Breanne Dyck: Yeah, absolutely. I love that analogy, and I’m going to add one caveat to it, which is that, this is the fortunate thing with the time, that was a hundred years ago and there are still a lot of industries that work that way. Whether it’s any of the industrial type of jobs, a big forestry area, and there’s hard labor that goes on. And for most of the people that are listening to this, I’m guessing that’s not your industry. You’re not dealing with manual labor, there’s no one shoveling coal in your business, there’s no one shoveling coal in my business. So the one caveat that I want to offer is that we have an opportunity now with the types of businesses that we have, with the technology we have, with the opportunities we have to make it where we aren’t the only ones who get to be doing what we love most. We love looking out and being the captain of the ship, but we don’t have to have the grunts at the bottom doing all of the grunt work, and sweating, and getting injured, and ending up with black lung and those kinds of things. We have an opportunity to create a business, an environment, a culture, a team that allows everyone to play to their strengths.

Kim Sutton: Absolutely loves that caveat because for me, bookkeeping is the groundwork, but for somebody else, they could absolutely love it. I just want to make sure that they do.

Breanne Dyck: Yeah. For me, I think of it like a sports team. There are different roles on a sports team. I’m a hockey fan, so the goalie does something very different than the center, and the fourth-line center does something very different than the first line center. Everyone has a different role to play, but everyone gets to play the game they love.

Kim Sutton: I’m over here cracking up, I think you’re the first time that hockey has been brought up on the show, and I love hockey too.
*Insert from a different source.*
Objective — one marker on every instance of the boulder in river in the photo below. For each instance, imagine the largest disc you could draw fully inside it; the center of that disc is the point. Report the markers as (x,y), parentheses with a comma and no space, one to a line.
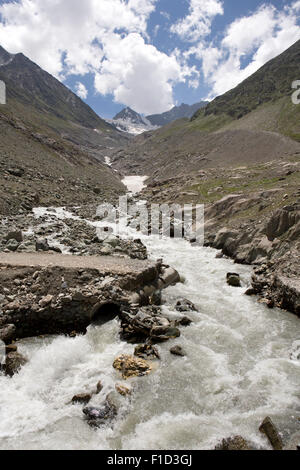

Breanne Dyck: Well, I’m a Canadian, so it’s a professional–

Kim Sutton: Yes, and I’m from Western New York, like Rochester, Buffalo area where we grew up with hockey.

Breanne Dyck: There you go. There you go.

Kim Sutton: Total side. I just have to throw this in there. My older boys are 14 and 17 now, we took them to their first hockey game. They were a little, my now 14 year old, I think he was four, he was, this is so bad. He was telling the opposing team, you suck, you suck. And they thought, he said, give me a puck. So I threw one over to him, I was like, if you only knew, I know we did not tell him to say that because we encourage good sportsmanship, whatever the case, but now he plays soccer and he was so proud of himself, this season or last season, because he got his first yellow cards, but whatever. He thought that that proved it. But anyway, yeah, I love that analogy. I mean, this just must be a movie reference day because now I’m thinking even of Rudy, and he absolutely loved when he got to contribute to the team success by getting the players uniforms ready. That was his way. Okay, I am loving so many aspects of this conversation, and thank you because you’ve really pivoted how I will move into my next scene, which I’m hoping will happen by quarter three of 2020. Not just hoping, it will happen. I’m doing it right this time. I’m not going to do this mass hiring. Where can listeners learn more about you, learn more about visionary CEOs, and everything that you do.

Breanne Dyck: Yeah, that’s a great question, and I would love to invite folks to come and actually put together a resource for you guys where you can go to visionaryceoacademy.com/, or to make sure I get the name of it right, positive productivity, I just use the name of the show. So visionaryceoacademy.com/positiveproductivity, and when you head on over there you will find a link. No opt in required because I know we all have too many emails that are required. Too many emails in our inbox, so no opt required. There’s a link to an article called the delegation deception, and that is all about how to build the kind of team that we’re talking about here, what it looks like to have implementers, managers, leaders and visionaries. How to build an amazing culture that keeps you out of the day to day and do it all in a way that gives you the freedom, gives you the growth, and gives you the impact that you want to have.

Kim Sutton: Amazing, if you are driving, if you are trying not to burn dinner, if you don’t want to fall off the elliptical, you can head on over to the kimsutton.com/PP647 and you will find all the links including where you can find Breanne right there, one place. I’m over here thinking about how we need to talk before I build my team, so thank you.

Breanne Dyck: You’re welcome.

Kim Sutton: Do you have a parting piece of advice or a golden nugget that you can offer to listeners?

Breanne Dyck: Yeah. I just want to encourage you, and I think this is so great because you know, Kim, you were so generous in sharing your experience the first time you hired and you didn’t go the way you expected. And I think if there was one thing that I want to leave you with as the listeners, that you’re going to get it wrong. You’re going to get it wrong. Things are going to go wrong. You’re going to snap at a team member, you’re going to hire the wrong person, you’re going to do things, and you’re going to do it wrong, you just are. The thing that matters isn’t what you did wrong. The thing that matters is how do you look at that? How do you treat yourself as a result of having done it, quote unquote wrong, and what are you gonna do to move forward into doing it differently the next time you will get this stuff wrong. You’re never going to have the perfect team. You’re never gonna be the perfect manager. You’re never going to have a perfect business. That’s not what matters. What matters is how we treat ourselves and how we treat the people around us as we make those mistakes so that we can become better and better all the time.